Methods: We collected data from 377 patients with AIS, who were examined by CTP or PWI before making a treatment decision. Cerebral blood flow (CBF), time to maximum peak (Tmax), and a region of interest (ROI) mask were preprocessed from the CTP and PWI. We constructed the classifier based on a convolutional neural network (CNN), which was trained by CBF, Tmax, and ROI masks to identify patients with AIS within a 6-h window for the treatment of EVT. We compared the classification performance among a CNN, support vector machine (SVM), and random forest (RF) when trained by five different types of ROI masks. To assess the adaptability of the classifier of CNN for CTP and PWI, which were processed respectively from CTP and PWI groups.

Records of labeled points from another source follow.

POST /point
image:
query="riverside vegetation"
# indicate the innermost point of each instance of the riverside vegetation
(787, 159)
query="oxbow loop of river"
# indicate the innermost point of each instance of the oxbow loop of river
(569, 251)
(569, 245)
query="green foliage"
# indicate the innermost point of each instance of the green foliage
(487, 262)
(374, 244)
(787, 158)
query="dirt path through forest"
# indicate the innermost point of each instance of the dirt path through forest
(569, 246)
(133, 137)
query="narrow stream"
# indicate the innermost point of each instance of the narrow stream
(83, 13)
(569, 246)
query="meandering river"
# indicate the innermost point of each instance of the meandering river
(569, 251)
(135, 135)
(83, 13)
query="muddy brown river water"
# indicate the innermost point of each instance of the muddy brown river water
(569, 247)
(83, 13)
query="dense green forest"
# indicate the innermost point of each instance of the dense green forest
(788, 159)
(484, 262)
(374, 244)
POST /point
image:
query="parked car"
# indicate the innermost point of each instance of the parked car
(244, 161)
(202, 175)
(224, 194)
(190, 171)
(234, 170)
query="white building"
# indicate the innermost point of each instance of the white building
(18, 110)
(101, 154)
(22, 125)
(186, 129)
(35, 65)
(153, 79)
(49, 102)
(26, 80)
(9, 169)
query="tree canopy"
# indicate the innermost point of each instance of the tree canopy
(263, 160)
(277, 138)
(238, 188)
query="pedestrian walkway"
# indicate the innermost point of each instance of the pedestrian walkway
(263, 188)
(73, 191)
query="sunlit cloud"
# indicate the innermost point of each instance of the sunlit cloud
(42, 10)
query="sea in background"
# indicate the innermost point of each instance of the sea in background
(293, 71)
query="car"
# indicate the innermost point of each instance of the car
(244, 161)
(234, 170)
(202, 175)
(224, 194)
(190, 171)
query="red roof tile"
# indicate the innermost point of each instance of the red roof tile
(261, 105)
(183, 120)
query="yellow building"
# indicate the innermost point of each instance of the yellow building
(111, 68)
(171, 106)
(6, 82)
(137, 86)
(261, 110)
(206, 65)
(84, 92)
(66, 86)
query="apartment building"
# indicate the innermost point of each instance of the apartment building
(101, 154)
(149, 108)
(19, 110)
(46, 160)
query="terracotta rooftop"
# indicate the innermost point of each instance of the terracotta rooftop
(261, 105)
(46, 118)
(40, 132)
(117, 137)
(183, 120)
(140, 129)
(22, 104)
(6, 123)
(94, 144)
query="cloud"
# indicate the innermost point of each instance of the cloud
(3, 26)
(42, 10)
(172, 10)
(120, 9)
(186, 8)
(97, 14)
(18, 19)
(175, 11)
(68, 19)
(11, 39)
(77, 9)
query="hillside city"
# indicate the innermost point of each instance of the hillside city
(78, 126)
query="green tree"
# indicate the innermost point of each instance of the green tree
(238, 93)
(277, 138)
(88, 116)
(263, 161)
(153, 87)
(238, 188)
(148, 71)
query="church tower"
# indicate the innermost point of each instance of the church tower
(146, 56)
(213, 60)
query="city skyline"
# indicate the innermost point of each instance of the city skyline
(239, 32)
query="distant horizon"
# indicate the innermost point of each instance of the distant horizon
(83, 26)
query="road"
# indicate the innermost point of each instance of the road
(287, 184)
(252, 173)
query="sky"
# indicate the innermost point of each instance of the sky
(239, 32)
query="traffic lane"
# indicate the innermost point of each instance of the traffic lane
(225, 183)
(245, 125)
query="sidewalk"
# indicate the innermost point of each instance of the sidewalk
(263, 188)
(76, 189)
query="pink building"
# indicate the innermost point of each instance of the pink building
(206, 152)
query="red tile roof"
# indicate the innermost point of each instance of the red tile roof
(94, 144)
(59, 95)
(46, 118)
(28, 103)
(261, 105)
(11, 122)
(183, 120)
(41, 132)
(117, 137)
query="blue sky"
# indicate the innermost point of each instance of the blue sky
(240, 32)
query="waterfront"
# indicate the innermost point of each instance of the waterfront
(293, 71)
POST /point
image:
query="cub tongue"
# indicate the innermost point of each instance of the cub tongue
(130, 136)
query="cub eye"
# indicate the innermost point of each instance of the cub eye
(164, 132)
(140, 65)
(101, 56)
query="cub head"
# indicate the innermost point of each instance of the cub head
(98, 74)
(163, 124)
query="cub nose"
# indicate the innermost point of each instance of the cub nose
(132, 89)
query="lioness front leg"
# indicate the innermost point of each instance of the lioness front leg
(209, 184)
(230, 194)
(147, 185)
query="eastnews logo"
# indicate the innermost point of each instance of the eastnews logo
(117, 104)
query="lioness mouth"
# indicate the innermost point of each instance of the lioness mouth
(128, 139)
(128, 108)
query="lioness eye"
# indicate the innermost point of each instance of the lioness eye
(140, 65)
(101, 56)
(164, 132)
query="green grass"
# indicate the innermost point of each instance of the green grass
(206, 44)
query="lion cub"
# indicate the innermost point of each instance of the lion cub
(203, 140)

Results: Our results showed that the CNN classifier had a higher performance with an area under the curve (AUC) of 0.935, which was significantly higher than that of support vector machine (SVM) and random forest (RF) (p = 0.001 and p = 0.001, respectively). For the CNN classifier trained by different ROI masks, the best performance was trained by CBF, Tmax, and ROI masks of Tmax > 6 s. No significant difference was detected in the classification performance of the CNN between CTP and PWI (0.902 vs. 0.928; p = 0.557).
Discussion: The CNN classifier trained by CBF, Tmax, and ROI masks of Tmax > 6 s had good performance in identifying patients with AIS within a 6-h window for the treatment of EVT. The current study indicates that the CNN model has potential to be used to accurately estimate the stroke onset time of patients with WUS.